We need a strong, effective organization that will fight for issues important to clerical employees. We think CUE can be that organization, but you do not necessarily need to support CUE to sign the petition. If all you want is a chance to consider your options and be allowed to cast a vote, you should sign this petition to call for a democratic election. Don't wait.
Don't give AFSCME your vote of confidence by turning your back on this campaign and on your co-workers who have already collected over 4,000 signatures. If all you do is sign a petition and talk to your co-workers about signing, you will be taking an important step toward better working conditions and a better life for all of us.

Why are some of our co-workers discouraged about unions? One reason is that since we elected AFSCME in 1983, we've seen disappointing results. For employees whose only union experience has been at UC, some have come to doubt that we can improve our situation through a union. But even clericals who are not yet convinced that CUE can do better than AFSCME, or who feel that they don't know enough about CUE to decide, are signing the petitions and encouraging their co-workers to do the same. They believe that after 13 years of AFSCME representation, it is time for clericals at UC to have a chance to vote again on the question of union representation, and they understand that this signature drive is the only way to bring about an election.
There are clericals on every UC campus working hard to collect signatures from their co-workers calling for a union election that would have CUE on the ballot. CUE members offer many reasons for their enthusiasm about building a new union for UC clericals. David Kessler, from the Berkeley campus, pointed to recent back pay awards that have been won by University Professional and Technical Employees (UPTE) for staff who had been wrongfully denied overtime pay -- awards that have ranged in size from $4,000 to $20,000 per person. Zoe Sodja, from UC Santa Cruz, mentioned the recent win by the American Federation of Teachers (AFT) for UC lecturers, bringing them a pay raise over twice the size of that received by UC clericals this year.
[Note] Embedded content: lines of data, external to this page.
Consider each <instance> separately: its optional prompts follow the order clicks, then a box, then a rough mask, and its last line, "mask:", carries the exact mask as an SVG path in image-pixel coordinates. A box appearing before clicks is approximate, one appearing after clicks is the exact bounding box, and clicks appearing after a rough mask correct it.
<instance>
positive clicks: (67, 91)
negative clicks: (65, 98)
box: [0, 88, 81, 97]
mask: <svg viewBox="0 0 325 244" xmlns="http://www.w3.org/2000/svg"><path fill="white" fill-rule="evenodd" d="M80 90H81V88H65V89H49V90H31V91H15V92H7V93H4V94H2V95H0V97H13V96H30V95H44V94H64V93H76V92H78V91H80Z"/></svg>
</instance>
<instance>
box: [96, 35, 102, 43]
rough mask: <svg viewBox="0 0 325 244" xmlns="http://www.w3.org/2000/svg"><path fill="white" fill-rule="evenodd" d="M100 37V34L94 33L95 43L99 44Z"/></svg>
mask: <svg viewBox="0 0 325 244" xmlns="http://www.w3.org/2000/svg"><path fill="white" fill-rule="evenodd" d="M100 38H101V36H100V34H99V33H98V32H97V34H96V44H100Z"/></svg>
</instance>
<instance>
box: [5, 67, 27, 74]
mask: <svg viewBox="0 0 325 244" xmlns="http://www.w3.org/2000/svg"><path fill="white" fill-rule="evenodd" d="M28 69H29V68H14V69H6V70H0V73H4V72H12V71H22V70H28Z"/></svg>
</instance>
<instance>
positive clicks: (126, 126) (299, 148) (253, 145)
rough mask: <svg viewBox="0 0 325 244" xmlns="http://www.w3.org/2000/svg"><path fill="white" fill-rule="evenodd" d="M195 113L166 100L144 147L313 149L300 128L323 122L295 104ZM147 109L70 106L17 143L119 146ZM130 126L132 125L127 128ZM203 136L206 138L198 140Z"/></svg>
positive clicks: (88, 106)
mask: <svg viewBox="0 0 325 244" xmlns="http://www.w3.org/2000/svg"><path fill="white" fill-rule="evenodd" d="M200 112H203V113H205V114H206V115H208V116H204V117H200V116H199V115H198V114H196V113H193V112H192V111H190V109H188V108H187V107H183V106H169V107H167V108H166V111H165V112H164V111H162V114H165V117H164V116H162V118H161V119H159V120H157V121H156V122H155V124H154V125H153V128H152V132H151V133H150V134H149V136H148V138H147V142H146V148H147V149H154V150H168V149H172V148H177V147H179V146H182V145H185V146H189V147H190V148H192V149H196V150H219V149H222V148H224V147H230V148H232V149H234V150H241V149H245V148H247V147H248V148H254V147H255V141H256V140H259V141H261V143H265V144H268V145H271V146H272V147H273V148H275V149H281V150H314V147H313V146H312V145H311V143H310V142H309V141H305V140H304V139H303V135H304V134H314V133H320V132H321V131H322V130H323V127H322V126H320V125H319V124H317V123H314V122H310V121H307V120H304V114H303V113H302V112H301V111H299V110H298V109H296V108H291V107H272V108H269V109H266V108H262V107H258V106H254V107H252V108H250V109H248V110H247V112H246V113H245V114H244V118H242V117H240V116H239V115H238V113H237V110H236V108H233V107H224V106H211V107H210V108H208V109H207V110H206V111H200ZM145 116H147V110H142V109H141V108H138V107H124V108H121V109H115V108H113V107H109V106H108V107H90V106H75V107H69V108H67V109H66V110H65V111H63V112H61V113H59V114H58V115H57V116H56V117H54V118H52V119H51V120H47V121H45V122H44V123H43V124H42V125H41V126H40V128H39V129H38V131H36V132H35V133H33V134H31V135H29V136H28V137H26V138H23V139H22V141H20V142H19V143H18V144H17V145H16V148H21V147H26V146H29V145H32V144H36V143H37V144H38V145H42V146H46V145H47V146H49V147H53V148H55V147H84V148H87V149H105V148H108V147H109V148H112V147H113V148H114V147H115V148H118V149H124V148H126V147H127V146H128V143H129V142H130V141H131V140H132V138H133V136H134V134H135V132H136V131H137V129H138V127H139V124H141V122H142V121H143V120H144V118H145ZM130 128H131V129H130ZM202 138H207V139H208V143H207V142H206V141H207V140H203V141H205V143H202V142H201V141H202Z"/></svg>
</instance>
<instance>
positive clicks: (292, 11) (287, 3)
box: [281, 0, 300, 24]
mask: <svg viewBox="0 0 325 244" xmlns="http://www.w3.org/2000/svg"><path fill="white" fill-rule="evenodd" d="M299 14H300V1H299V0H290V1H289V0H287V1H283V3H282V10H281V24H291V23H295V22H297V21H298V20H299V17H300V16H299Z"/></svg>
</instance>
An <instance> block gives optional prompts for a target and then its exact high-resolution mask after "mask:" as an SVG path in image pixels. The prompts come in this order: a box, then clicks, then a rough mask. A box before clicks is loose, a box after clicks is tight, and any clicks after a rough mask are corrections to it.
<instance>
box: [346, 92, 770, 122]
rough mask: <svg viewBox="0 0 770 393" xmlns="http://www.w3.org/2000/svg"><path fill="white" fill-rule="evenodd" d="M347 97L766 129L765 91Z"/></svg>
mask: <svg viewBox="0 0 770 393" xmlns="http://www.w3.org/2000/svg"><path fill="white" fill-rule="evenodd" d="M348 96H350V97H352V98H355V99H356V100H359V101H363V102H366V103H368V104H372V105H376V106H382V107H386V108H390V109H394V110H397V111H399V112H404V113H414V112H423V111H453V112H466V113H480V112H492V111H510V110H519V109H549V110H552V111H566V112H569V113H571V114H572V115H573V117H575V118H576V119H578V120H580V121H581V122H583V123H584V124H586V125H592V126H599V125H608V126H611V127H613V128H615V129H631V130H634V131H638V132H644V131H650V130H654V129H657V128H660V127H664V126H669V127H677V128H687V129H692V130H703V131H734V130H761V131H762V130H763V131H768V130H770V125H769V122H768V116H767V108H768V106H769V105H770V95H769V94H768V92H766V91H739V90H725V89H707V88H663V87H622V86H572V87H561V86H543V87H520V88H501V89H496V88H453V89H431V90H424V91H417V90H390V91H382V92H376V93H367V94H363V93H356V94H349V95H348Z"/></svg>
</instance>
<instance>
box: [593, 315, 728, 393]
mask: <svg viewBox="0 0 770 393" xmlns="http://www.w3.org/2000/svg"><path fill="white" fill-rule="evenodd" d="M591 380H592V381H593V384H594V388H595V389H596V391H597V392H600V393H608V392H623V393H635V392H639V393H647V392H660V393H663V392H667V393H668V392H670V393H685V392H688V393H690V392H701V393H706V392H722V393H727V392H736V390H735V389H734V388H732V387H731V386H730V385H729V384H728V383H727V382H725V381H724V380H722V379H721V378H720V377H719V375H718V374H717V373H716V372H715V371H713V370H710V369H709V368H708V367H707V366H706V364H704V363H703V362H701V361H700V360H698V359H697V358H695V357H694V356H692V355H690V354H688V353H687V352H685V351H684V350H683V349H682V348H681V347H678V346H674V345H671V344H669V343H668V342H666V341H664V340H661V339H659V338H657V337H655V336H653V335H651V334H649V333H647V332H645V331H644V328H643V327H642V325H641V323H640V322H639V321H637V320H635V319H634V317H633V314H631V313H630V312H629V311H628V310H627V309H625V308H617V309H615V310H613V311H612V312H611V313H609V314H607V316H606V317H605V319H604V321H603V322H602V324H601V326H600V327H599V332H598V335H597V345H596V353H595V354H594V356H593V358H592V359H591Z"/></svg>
Claudia Horning, at UCLA, noted that at the State University system, Service Employees International Union (SEIU) has negotiated a contract in which each entire college campus constitutes one layoff unit, with the result that seniority acts as a genuine protection against the kind of arbitrary layoffs that happen at UC. Looking to other universities, Horning reminded us that the union representing clericals at Yale University has recently won contract language limiting management's ability to subcontract jobs.
The CUE activists mentioned above are keenly aware that these unions could not be so effective without the support of the employees being represented. "There is nothing mysterious about the process," said UC Irvine's Linda Salas, "a good union provides the employees a mechanism to determine their own priorities and support each others' efforts to obtain fair wages and working conditions. It's a principle as old as time, and it still holds true."
And at UC, there has been a recent wave of union growth. In just the last year, a vote by 3,700 white collar professionals followed the pattern set by 3,800 UC technical employees who had earlier voted for the union. The interns and residents at UC's teaching hospitals also voted for union representation.
Can clericals be part of this movement? "No doubt about it," says UC Davis CUE activist Janeene Fisher-Booth. "Together, we can!"